Refresh the page once. Now you get:

<html>
	<head>
	...
<link rel='prefetch' href='//cdnjs.cloudflare.com/ajax/libs/font-awesome/4.5.0/css/font-awesome.min.css'/>
<link rel='prefetch' href='/css/cache-6ad2713fc4ddfe5d801278b4fef4e5d3.css?YoCvg'/>
<link rel="subresource" href="/js/cache-ade755560a51198ea7c00320d5baf400.js?YoCvg">
<script>!function(e,t,r){function n(){for(;d[0]&&"loaded"==d[0][f];)c=d.shift(),c[o]=!i.parentNode.insertBefore(c,i)}for(var s,a,c,d=[],i=e.scripts[0],o="onreadystatechange",f="readyState";s=r.shift();)a=e.createElement(t),"async"in i?(a.async=!1,e.head.appendChild(a)):i[f]?(d.push(a),a[o]=n):e.write("<"+t+' src="'+s+'" defer></'+t+">"),a.src=s}(document,"script",["/js/cache-ade755560a51198ea7c00320d5baf400.js?YoCvg"])</script>
	</head>
	<body>
	...
<link rel='stylesheet' href='//cdnjs.cloudflare.com/ajax/libs/font-awesome/4.5.0/css/font-awesome.min.css'/>
<link rel='stylesheet' href='/css/cache-6ad2713fc4ddfe5d801278b4fef4e5d3.css?YoCvg'/>
	</body>
</html>	

As you can see, scripts and styles local resources have been concatenated (and also minified) to single cache-xxx.js and cache-xxx.css files.
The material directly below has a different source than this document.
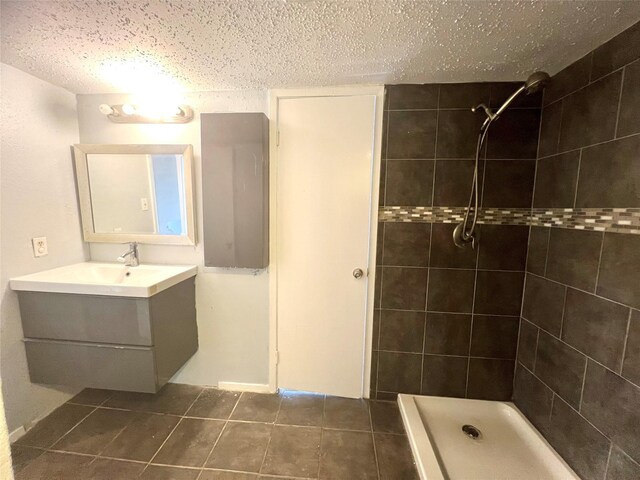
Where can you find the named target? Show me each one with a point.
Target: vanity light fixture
(128, 113)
Refresh again to see:

<html>
	<head>
	...
<style>html{-webkit-text-size-adjust:100%...#main{margin-top:44px}}</style>
<link rel='prefetch' href='//cdnjs.cloudflare.com/ajax/libs/font-awesome/4.5.0/css/font-awesome.min.css'/>
<link rel='prefetch' href='/css/cache-6ad2713fc4ddfe5d801278b4fef4e5d3.css?YoCvg'/>
<link rel="subresource" href="/js/cache-ade755560a51198ea7c00320d5baf400.js?YoCvg">
<script>!function(e,t,r){function n(){for(;d[0]&&"loaded"==d[0][f];)c=d.shift(),c[o]=!i.parentNode.insertBefore(c,i)}for(var s,a,c,d=[],i=e.scripts[0],o="onreadystatechange",f="readyState";s=r.shift();)a=e.createElement(t),"async"in i?(a.async=!1,e.head.appendChild(a)):i[f]?(d.push(a),a[o]=n):e.write("<"+t+' src="'+s+'" defer></'+t+">"),a.src=s}(document,"script",["/js/cache-ade755560a51198ea7c00320d5baf400.js?YoCvg"])</script>
	</head>
	<body>
	...
<link rel='stylesheet' href='//cdnjs.cloudflare.com/ajax/libs/font-awesome/4.5.0/css/font-awesome.min.css'/>
<link rel='stylesheet' href='/css/cache-6ad2713fc4ddfe5d801278b4fef4e5d3.css?YoCvg'/>
	</body>
</html>	

The additional inline <style>...</style> represents the minimal CSS required to display properly the visible part (above-the-fold) of the page. Additional styles (complete CSS with hovers, transitions, ...) are loaded shortly after but from a visitor point of view, the page loaded quickly and had immediately its final look.

Additional refreshes won't change the HTML code.

Also, if you are concerned about performance and did not setup a CDN (like Cloudflare) yet, you should do so as your priority.